Il est fabriqué à partir d’un granulat de coquilles d’huîtres du fenua, et vous allez sans doute bientôt commencer à le voir utilisé dans des constructions au sol… Le béton de coquillages a été conçu par David Grégoire, professeur à l’université de Pau. Une initiative née d’un constat : « En France on a beaucoup de coquillages, d’huitres comestibles, qui sont moins nacrées mais il y a une grosse production de déchets avec des réemplois qui sont assez compliqués et donc depuis 2018 on a mené des projets pour valoriser ces déchets dans des matériaux cimentaires et on vient de réaliser un chantier pilote sur la dune du Pilat qui vient d’être inauguré en juin 2023 et qui a permis de démontrer qu’on peut faire déjà des structures de génie civil comme des cheminements piétons avec ce béton ».
Plus de 2 000 000 de visiteurs fouleront, chaque année, cette promenade, et la technique devrait s’exporter ici au fenua.
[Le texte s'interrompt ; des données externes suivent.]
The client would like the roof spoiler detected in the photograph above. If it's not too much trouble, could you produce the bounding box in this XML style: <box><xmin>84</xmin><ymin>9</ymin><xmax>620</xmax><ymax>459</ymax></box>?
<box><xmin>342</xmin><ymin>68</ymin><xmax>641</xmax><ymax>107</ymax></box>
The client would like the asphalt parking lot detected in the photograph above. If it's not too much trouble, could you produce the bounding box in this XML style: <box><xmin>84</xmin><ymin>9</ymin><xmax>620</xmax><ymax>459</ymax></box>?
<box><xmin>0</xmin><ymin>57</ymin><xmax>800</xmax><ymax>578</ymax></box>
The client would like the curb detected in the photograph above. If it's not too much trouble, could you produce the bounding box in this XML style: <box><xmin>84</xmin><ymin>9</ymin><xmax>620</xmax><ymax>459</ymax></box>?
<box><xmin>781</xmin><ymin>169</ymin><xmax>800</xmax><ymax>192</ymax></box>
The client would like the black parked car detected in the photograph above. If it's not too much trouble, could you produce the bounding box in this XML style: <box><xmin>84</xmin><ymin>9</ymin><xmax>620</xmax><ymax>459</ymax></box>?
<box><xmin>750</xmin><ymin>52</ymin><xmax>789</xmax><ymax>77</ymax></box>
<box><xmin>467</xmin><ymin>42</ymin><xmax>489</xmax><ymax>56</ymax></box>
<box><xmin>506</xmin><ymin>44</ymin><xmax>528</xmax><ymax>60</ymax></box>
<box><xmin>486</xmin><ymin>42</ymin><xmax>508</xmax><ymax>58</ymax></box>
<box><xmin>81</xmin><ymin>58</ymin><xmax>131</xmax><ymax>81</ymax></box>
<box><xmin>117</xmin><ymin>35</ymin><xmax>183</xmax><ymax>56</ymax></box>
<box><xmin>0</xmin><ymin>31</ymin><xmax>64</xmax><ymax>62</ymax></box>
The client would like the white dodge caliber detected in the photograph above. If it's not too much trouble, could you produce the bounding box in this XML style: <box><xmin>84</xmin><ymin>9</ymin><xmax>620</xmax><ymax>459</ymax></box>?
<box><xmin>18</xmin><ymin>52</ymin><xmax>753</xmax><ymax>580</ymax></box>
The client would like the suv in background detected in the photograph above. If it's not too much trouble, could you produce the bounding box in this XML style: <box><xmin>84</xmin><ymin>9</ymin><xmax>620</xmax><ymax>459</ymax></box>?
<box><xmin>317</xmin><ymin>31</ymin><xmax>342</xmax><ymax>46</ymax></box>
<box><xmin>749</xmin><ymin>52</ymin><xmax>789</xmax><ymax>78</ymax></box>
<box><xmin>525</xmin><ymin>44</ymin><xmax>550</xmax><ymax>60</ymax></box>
Les nacres des huîtres perlières n’ont pas les mêmes propriétés que les coquilles d’huîtres de métropole, et cela s’avère être un atout. « Les nacres polynésiennes sont les coquilles les plus résistantes qui existent sur la planète. L’intérêt, c’est de transférer la méthodologie et de travailler avec un territoire pour savoir quelles sont les ressources, les déchets qui sont générés sur un territoire et voir quelles sont les réutilisations possibles sur ce même territoire. On travaille dans une économie qui est circulaire et une croissance bleue. »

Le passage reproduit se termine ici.